Desde 2018, experimentos relevantes foram realizados pela Siemens e pela Levi’s. O problema da automação nesse setor se agravou em meio a uma pandemia, quando interrupções na logística privaram os consumidores americanos da oportunidade de receber roupas em quantidades suficientes de países onde a produção principal se concentrou tradicionalmente nos últimos anos.

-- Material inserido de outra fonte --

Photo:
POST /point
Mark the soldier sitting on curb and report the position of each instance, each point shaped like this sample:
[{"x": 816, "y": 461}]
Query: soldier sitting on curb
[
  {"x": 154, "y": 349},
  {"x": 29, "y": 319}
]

Os braços robóticos são difíceis de processar tecidos que podem ter diferentes espessuras e texturas, além de mudar constantemente de forma no processo. A Siemens iniciou seus experimentos nessa área com a criação de robôs capazes de processar todos os tipos de materiais flexíveis, inclusive os mais finos fios para eletrônica. Mais tarde, percebeu-se que faz sentido pensar em automatizar o processo de fabricação de jeans, já que são feitos de um tecido bastante denso e rígido. A capacidade do mercado de vestuário chega a US$ 1,52 trilhão por ano, então os investimentos em automação podem se justificar pelo menos em uma situação em que seja necessário localizar a produção em países com alto nível de salários para os trabalhadores.

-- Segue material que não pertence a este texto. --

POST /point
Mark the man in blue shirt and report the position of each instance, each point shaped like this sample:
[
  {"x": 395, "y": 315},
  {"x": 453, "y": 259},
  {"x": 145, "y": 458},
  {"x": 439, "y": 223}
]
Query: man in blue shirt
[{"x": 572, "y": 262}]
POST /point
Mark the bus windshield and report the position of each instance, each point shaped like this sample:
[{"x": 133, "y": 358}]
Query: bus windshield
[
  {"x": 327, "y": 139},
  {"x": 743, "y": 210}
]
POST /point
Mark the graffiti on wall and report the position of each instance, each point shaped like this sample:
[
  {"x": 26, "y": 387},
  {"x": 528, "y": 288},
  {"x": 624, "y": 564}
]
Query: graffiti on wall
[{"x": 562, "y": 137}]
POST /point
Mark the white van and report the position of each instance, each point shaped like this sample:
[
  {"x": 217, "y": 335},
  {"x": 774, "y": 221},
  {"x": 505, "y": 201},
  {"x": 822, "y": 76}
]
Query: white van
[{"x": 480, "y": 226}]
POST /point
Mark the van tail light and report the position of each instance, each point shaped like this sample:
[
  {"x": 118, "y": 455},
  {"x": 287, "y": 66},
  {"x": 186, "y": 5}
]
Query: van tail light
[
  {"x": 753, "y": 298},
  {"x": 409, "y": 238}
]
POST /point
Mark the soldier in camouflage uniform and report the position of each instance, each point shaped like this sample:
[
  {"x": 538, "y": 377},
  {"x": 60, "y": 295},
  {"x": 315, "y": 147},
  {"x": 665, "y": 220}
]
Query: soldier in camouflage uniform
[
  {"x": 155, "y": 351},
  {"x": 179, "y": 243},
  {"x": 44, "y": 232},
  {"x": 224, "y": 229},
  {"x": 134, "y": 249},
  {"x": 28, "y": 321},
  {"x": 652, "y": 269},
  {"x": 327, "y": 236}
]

A Siemens encontrou um parceiro na jovem empresa Sewbo, que oferece o uso de uma impregnação especial para denim, que aumenta temporariamente a rigidez do material. Essa alteração de propriedade permite simplificar o processamento do material por robôs. A composição especial é lavada sem resíduos durante a lavagem posterior do jeans. As calças deste tipo são, de qualquer forma, lavadas durante o processo de produção, pelo que a tecnologia se torna um pouco mais complicada.

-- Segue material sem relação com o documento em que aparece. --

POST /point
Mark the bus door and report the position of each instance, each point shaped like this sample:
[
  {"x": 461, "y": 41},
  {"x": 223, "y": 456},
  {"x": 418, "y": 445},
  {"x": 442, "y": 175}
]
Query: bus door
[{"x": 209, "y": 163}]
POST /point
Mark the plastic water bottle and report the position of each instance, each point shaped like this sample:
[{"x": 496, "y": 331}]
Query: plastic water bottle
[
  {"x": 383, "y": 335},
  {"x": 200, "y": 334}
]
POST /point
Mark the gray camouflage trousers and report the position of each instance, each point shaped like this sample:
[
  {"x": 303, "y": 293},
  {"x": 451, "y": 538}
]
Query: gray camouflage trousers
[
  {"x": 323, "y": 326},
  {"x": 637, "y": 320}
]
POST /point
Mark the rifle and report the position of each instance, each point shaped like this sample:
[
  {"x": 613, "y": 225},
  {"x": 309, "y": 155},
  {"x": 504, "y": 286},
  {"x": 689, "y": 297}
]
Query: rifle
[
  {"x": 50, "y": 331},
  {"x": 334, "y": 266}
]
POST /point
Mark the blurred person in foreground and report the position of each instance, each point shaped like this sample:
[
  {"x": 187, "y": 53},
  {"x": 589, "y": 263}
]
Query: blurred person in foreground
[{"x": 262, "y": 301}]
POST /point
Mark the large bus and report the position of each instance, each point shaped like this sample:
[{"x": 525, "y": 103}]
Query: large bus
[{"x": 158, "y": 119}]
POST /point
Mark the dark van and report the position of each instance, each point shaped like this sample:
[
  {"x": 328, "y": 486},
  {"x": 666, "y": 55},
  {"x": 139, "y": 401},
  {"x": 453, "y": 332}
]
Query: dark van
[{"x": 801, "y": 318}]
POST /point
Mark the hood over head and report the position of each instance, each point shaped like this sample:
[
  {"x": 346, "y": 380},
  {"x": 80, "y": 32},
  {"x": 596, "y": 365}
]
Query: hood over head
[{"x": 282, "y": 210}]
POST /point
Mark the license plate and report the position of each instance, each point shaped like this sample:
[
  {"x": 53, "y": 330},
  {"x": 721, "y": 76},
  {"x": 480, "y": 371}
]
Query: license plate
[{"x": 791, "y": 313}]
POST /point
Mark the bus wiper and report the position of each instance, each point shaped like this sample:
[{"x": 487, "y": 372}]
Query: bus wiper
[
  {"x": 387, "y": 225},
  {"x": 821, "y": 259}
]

A implementação de tais soluções tem também uma vertente social, que no caso da produção de vestuário será difícil de nivelar. Estudos têm mostrado que a substituição de trabalhadores por robôs não tem o melhor efeito na vida dos primeiros. Participantes de testes de robôs desenvolvidos pela Siemens confirmam que a insatisfação dos funcionários com os processos de automação às vezes era expressa até mesmo com ameaças de violência física.